In the face of this awakening, some overt —and covert— Democratic operatives have taken to attacking activists like Andiola as a “threat” that will “kill comprehensive immigration reform” and usher in a new era of Republican rule. Beyond being absurd in extreme (i.e. CIR is so dead they rejected it as a zombie extra on “The Walking Dead” and no polls show Latinos flocking to the GOP), such attacks are dangerous in how they divert our attention from this incontrovertible fact: on immigration policy, Obama and his supporters are exponentially worse than the worst Republicans and their deranged immigration rhetoric and politics. Republican talk and Republican immigration policy proposals are still more abominable, but at the material level, at the level of jailing hundreds of thousands of immigrant bodies, at the level of deporting millions of immigrant bodies, at the level of ripping bodies from other bodies called familia and at the level of allowing the Border Patrol to continue shooting innocent immigrant bodies with impunity, the Democrats have proven themselves Republicans on steroids, but with a softer, more familiar, “¡Sí se puede!” tone.
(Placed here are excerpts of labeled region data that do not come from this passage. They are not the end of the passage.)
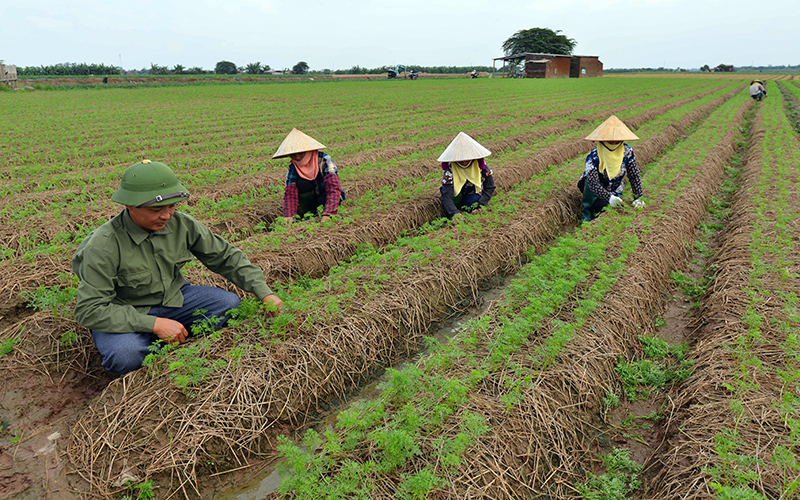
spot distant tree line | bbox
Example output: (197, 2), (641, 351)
(331, 65), (492, 75)
(17, 63), (122, 76)
(12, 61), (497, 77)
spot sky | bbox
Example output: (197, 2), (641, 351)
(0, 0), (800, 70)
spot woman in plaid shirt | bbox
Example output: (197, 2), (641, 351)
(272, 128), (344, 222)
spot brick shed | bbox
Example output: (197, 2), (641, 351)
(492, 52), (603, 78)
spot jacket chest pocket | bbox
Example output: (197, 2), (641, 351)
(117, 271), (153, 299)
(174, 253), (194, 278)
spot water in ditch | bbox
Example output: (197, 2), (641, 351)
(212, 276), (514, 500)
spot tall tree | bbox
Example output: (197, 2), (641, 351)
(245, 61), (262, 75)
(503, 28), (578, 56)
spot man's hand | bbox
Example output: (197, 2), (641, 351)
(261, 294), (283, 318)
(608, 194), (625, 207)
(153, 318), (189, 344)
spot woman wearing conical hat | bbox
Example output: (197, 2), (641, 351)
(437, 132), (495, 219)
(272, 128), (344, 222)
(750, 80), (767, 101)
(578, 115), (644, 222)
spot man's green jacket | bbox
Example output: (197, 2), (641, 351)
(72, 209), (272, 333)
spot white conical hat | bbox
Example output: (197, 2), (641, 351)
(272, 128), (325, 159)
(586, 115), (639, 141)
(436, 132), (492, 162)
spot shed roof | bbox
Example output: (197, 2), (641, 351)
(494, 52), (600, 61)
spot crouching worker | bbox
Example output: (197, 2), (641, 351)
(578, 115), (645, 222)
(72, 160), (283, 375)
(437, 132), (495, 219)
(750, 80), (767, 101)
(272, 128), (345, 222)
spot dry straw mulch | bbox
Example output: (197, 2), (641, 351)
(649, 100), (800, 499)
(68, 92), (744, 495)
(354, 95), (752, 499)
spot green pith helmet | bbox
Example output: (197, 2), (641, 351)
(111, 160), (189, 208)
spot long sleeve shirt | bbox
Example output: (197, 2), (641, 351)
(72, 209), (272, 333)
(283, 151), (342, 217)
(581, 144), (644, 201)
(750, 83), (767, 95)
(440, 158), (495, 217)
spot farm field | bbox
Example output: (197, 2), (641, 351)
(0, 74), (800, 499)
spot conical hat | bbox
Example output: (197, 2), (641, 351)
(436, 132), (492, 162)
(272, 128), (325, 159)
(586, 115), (639, 141)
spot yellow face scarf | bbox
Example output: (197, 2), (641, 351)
(597, 142), (625, 179)
(450, 160), (481, 196)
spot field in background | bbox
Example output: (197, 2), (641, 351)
(0, 74), (800, 498)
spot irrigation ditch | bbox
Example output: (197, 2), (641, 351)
(260, 92), (751, 498)
(0, 81), (726, 308)
(53, 90), (744, 491)
(0, 78), (798, 499)
(652, 82), (800, 499)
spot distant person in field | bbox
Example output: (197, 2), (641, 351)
(437, 132), (495, 219)
(72, 160), (283, 375)
(578, 115), (645, 222)
(272, 128), (345, 222)
(750, 80), (767, 101)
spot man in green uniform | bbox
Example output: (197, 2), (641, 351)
(72, 160), (283, 375)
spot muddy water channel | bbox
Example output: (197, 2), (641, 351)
(212, 275), (515, 500)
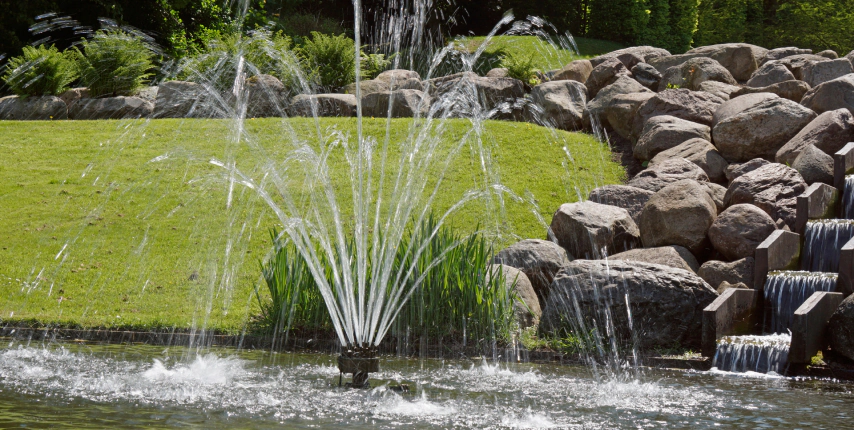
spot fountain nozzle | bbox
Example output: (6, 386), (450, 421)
(338, 346), (380, 388)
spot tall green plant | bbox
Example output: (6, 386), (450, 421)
(3, 45), (77, 96)
(75, 30), (154, 96)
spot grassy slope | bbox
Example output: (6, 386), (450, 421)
(0, 119), (623, 332)
(465, 36), (624, 71)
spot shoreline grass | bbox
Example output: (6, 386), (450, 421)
(0, 118), (624, 333)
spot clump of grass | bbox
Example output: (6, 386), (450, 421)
(75, 29), (154, 96)
(3, 45), (78, 96)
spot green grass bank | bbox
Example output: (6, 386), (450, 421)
(0, 118), (624, 333)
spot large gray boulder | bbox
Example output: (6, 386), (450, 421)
(801, 73), (854, 113)
(801, 58), (854, 87)
(709, 204), (777, 260)
(608, 246), (700, 273)
(540, 260), (717, 349)
(587, 185), (655, 223)
(730, 81), (810, 103)
(362, 90), (431, 118)
(658, 57), (738, 91)
(585, 58), (631, 98)
(712, 98), (816, 162)
(0, 96), (68, 121)
(489, 264), (543, 329)
(550, 201), (640, 258)
(68, 96), (154, 120)
(632, 115), (712, 161)
(792, 145), (833, 186)
(775, 108), (854, 165)
(747, 61), (795, 88)
(246, 75), (288, 118)
(725, 163), (807, 228)
(492, 239), (572, 301)
(531, 81), (587, 130)
(627, 158), (709, 192)
(832, 294), (854, 360)
(632, 88), (724, 136)
(697, 257), (754, 290)
(640, 180), (718, 255)
(649, 138), (729, 182)
(288, 94), (356, 117)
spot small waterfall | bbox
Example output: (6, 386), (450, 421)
(801, 219), (854, 273)
(712, 334), (792, 374)
(842, 175), (854, 219)
(765, 272), (837, 333)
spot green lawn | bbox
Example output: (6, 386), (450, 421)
(463, 36), (625, 71)
(0, 118), (624, 333)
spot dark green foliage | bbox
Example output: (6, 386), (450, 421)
(3, 45), (77, 96)
(297, 31), (356, 91)
(75, 30), (154, 97)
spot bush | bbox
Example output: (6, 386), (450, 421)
(3, 45), (77, 96)
(75, 30), (154, 97)
(297, 31), (356, 91)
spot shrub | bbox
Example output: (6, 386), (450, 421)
(76, 30), (154, 96)
(297, 31), (356, 91)
(3, 45), (77, 96)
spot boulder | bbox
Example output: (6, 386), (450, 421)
(730, 81), (810, 103)
(725, 158), (771, 182)
(712, 98), (816, 162)
(801, 58), (854, 87)
(362, 90), (430, 118)
(627, 158), (709, 192)
(649, 138), (729, 182)
(640, 180), (718, 255)
(632, 88), (724, 136)
(747, 61), (795, 88)
(152, 81), (221, 118)
(697, 257), (754, 289)
(585, 58), (631, 98)
(489, 264), (543, 329)
(550, 201), (640, 258)
(540, 260), (717, 349)
(246, 75), (288, 118)
(658, 57), (737, 91)
(0, 96), (68, 121)
(68, 96), (154, 120)
(775, 109), (854, 165)
(631, 63), (661, 89)
(633, 115), (712, 161)
(288, 94), (356, 117)
(801, 73), (854, 113)
(587, 185), (655, 223)
(608, 246), (700, 273)
(762, 46), (812, 64)
(699, 81), (741, 100)
(590, 46), (670, 67)
(492, 239), (572, 302)
(712, 93), (779, 127)
(552, 60), (593, 84)
(832, 294), (854, 360)
(709, 203), (777, 260)
(685, 43), (768, 81)
(792, 145), (833, 187)
(725, 163), (807, 228)
(531, 81), (587, 130)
Thankfully and to the benefit of our dignity, many Latinos are leaving the dangerously infantile politics that try to silence dissent with the Republican boogeyman and are instead actively expanding the political imagination of a country in urgently desperate need of greater imagination. Rather than seeing the world through the dandruffed and dirtied lens of “good Democrat-bad Republican,” which still prevails among too many Latinos and non-Latinos alike, some of us are opting out of such blind and extremely dangerous binaries by inserting the transcendent moral logic heard in still vibrant, still relevant slogans like “No Human Being Is Illegal” and “Undocumented and Unafraid.” Short of a sea change in the economic and moral structure of both parties, nothing less than the expanded moral imagination and intrepid action that’s turning over the tortilla of once dead Hispanic Heritage celebrations will suffice in bringing about real change in immigration and in the country itself.